上司がタイムカードを改ざん。ブラック介護施設からの転職を支えた“意外な恩人”
新卒でブラックIT企業に入社してしまった、おまけに転職したのに次もブラック企業だった。そんな負の連鎖を経験したのが、介護業界で働いていた野口正義さん(仮名・26歳)。
一緒にチームを組むことになった上司の男性と力を合わせて、野口さんはブラック企業から抜け出す決意をしたそうです。ひょんなことから奇妙な“友情”を結んだ二人の話を追ってみました。
上司がタイムカードを勝手に管理
大学卒業後、SEとして入社した会社で、毎晩のようにサービス残業させられていたという野口さん。
「最初に入社したIT企業は、終電まで残業しても、上司の命令で19時や20時で退社していることになっていました。タイムカードを主任が代わりに押すので、彼の思いのまま、長時間こきつかわれていました」
明らかに労働基準法違反。そんな会社である出来事が起こり、野口さんはとうとう愛想をつかします。

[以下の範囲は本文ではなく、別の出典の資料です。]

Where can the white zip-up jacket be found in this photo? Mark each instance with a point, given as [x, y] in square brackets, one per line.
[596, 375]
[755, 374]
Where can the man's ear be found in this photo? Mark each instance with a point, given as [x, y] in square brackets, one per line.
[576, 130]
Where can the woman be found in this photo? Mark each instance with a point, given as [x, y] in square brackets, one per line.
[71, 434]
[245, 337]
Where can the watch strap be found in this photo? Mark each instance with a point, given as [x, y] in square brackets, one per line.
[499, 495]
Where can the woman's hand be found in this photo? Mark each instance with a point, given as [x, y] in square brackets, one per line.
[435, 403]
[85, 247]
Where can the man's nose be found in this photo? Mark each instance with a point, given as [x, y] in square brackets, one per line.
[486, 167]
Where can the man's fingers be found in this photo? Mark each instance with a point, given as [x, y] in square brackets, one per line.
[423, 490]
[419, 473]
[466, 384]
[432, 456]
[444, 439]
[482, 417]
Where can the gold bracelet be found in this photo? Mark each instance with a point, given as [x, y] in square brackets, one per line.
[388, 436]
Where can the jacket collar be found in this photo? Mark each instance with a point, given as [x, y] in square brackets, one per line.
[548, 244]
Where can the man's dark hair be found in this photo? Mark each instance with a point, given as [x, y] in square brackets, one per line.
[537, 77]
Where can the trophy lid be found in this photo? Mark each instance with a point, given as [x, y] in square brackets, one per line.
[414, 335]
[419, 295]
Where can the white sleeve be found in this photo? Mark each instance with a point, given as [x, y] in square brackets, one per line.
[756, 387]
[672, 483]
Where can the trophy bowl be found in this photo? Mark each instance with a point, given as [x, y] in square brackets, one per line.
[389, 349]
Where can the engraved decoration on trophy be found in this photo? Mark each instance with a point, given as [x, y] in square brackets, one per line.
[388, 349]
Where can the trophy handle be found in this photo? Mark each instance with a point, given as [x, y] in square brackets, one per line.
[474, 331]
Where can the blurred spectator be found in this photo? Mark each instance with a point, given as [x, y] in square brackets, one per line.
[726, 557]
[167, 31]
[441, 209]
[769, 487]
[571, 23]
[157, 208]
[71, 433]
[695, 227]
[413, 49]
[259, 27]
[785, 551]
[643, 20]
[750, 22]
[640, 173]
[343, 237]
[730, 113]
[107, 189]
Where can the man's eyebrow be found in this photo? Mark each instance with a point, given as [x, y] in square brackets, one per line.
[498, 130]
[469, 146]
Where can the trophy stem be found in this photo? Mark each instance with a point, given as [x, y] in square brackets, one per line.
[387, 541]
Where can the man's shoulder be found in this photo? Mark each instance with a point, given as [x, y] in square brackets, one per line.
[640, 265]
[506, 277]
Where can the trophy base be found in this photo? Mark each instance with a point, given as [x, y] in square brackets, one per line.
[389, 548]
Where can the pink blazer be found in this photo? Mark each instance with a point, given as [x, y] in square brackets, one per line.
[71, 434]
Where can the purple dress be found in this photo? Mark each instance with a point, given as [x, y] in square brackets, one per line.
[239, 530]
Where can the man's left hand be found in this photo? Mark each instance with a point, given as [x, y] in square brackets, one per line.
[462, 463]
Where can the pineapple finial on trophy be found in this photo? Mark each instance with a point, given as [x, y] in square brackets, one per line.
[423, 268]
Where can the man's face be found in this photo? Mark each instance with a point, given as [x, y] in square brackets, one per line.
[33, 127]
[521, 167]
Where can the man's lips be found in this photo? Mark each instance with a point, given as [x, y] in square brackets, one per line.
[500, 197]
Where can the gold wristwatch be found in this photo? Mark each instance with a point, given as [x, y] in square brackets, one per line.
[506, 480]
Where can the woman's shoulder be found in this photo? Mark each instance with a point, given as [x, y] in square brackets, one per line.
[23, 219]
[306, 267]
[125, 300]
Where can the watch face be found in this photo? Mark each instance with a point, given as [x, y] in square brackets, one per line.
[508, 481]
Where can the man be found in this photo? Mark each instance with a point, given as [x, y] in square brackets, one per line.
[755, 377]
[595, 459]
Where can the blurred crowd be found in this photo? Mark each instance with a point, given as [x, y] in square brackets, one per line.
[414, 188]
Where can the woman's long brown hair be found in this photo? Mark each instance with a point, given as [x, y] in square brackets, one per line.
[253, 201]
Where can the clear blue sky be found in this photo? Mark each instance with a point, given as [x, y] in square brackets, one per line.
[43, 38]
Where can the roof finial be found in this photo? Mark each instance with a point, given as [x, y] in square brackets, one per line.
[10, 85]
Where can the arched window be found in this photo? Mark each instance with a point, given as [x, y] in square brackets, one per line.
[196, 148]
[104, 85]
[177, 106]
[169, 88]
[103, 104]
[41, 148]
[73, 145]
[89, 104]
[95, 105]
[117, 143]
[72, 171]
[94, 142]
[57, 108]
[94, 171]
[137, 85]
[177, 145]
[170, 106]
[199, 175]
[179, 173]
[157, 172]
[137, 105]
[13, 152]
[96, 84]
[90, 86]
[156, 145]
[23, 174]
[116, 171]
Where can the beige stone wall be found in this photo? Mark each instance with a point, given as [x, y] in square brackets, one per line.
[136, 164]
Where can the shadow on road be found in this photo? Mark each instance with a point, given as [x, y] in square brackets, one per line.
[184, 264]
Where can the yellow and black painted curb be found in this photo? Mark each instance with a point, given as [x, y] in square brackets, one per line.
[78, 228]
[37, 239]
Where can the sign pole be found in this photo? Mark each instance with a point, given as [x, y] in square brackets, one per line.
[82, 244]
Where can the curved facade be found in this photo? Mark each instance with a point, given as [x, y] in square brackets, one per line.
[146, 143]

「システム構築をウリにしていた会社ですが、社長が血迷ったのか、コンサートのチケット販売業務のWeb事業の案件を取ってきたんです。チケット受付は膨大なデータを管理する必要があるため、人手不足のなかデスマーチになることは確実。もう地獄でした」
休日出勤も命じられたため、野口さんは退社を決意。求人サイトから転職先を探すことにしたそうです。
ストレスのせいで胃潰瘍に
「ところが、激務から解放された途端、ほっとしたせいかストレス性の胃炎で緊急入院してしまったんです。幸い手術には至りませんでしたが、入院するのは初めての経験。知らないことばかりでしたが、そこで手厚く看護をしてもらったことをきっかけに医療関係に興味を持ったんです」
退院してから、野口さんは医療関係の仕事を探します。とはいえ、医者はもちろん、看護師や技師など医療の資格は取得に年数がかかり、経済的にも難しいなどハードルが高いです。
「そこで、医療とは違うけど、似ている気がした介護業界で働こうと思ったんです。介護職員初任者研修の資格を取りました。最短1か月で取得でき、費用も6万円台とリーズナブル。人手不足の業界なので、転職先も資格取得してから、すぐに決まりました」
ところが、そこもヒドいブラック企業だったのです。